2. Materials and Methods
2.1. Sample Collection and DNA Sequencing
Young, fresh and clean leaves of M. zhaojiaoensis Jiang tree were collected from Fruit Research Institute, Chinese Academy of Agricultural Sciences (Xingcheng city, Liaoning Province, China). Total DNA was extracted by improved CTAB (Cetyltrimethylammonium Bromide) method [18]. Construction of genomic DNA library and DNA sequencing were performed using Illumina HiSeq X Ten system [19]. 150 bp paired-end sequences were sequenced in Illumina platform, and insert size was 350 bp. Adapter sequences were removed by Trimmomatic v0.39 software and adapter-trimmed raw reads were used for subsequent assembly analysis [20].
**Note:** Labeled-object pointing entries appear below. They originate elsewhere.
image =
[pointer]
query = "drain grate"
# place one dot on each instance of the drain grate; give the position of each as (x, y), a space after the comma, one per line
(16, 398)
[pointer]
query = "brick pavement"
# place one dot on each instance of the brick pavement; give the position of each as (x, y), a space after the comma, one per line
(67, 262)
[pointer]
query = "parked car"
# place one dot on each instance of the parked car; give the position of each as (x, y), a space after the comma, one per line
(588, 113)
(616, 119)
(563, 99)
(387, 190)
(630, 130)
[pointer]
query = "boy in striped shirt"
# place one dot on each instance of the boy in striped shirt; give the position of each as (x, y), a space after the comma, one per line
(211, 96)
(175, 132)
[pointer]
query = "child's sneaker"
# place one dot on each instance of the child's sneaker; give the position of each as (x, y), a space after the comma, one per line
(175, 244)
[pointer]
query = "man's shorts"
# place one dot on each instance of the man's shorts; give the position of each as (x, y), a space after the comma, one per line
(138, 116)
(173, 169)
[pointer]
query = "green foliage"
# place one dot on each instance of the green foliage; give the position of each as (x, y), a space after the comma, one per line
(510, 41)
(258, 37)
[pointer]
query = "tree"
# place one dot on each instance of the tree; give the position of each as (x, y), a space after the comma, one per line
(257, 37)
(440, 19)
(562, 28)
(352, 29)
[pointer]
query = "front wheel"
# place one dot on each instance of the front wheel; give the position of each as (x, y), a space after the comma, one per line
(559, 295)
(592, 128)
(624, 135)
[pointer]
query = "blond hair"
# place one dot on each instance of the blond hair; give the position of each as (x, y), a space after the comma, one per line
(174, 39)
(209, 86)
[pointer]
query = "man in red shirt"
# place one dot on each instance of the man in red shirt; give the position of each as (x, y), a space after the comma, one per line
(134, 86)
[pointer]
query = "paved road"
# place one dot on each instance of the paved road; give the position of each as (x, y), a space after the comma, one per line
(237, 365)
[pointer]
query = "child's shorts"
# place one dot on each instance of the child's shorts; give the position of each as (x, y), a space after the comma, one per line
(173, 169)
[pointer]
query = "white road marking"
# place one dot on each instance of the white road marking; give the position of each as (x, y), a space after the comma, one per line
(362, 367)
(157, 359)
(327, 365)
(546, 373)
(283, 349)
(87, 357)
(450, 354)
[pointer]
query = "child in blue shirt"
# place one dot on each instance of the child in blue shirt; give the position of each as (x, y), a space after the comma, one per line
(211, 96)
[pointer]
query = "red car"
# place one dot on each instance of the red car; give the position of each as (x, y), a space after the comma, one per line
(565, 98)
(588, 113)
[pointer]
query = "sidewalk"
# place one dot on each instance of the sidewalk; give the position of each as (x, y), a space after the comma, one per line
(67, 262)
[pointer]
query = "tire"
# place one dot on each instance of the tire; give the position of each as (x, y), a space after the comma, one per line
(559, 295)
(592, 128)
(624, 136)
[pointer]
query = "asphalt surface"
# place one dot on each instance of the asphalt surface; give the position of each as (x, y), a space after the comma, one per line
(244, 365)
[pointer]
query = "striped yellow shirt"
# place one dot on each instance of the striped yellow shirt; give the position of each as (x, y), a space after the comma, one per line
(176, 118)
2.2. Chloroplast Genome Assembly and Annotation
GetOrganelle v1.7.5.0 [21] and NOVOplasty4.2 [22] were used for chloroplast genome assembly. In GetOrganelle, the values of kmers were set to 21, 45, 65, 85, 105. The complete chloroplast genome sequence of M. zhaojiaoensis was obtained after the assembly results were confirmed. After that, the sequence was submitted to PGA (Plastid Genome Annotator) program [23] for gene annotation, and the annotation information of CPGAVAS [24] and GeSeq [25] was also used for integration and merger. Chloroplast genome sequence and annotation file were manually revised and submitted to NCBI website (https://www.ncbi.nlm.nih.gov/, accessed on 20 February 2022). Its accession number was OM793283. OrganellarGenomeDRAW [26] was used to graphically display the annotations of cp genome, and different genes were distinguished by different colors.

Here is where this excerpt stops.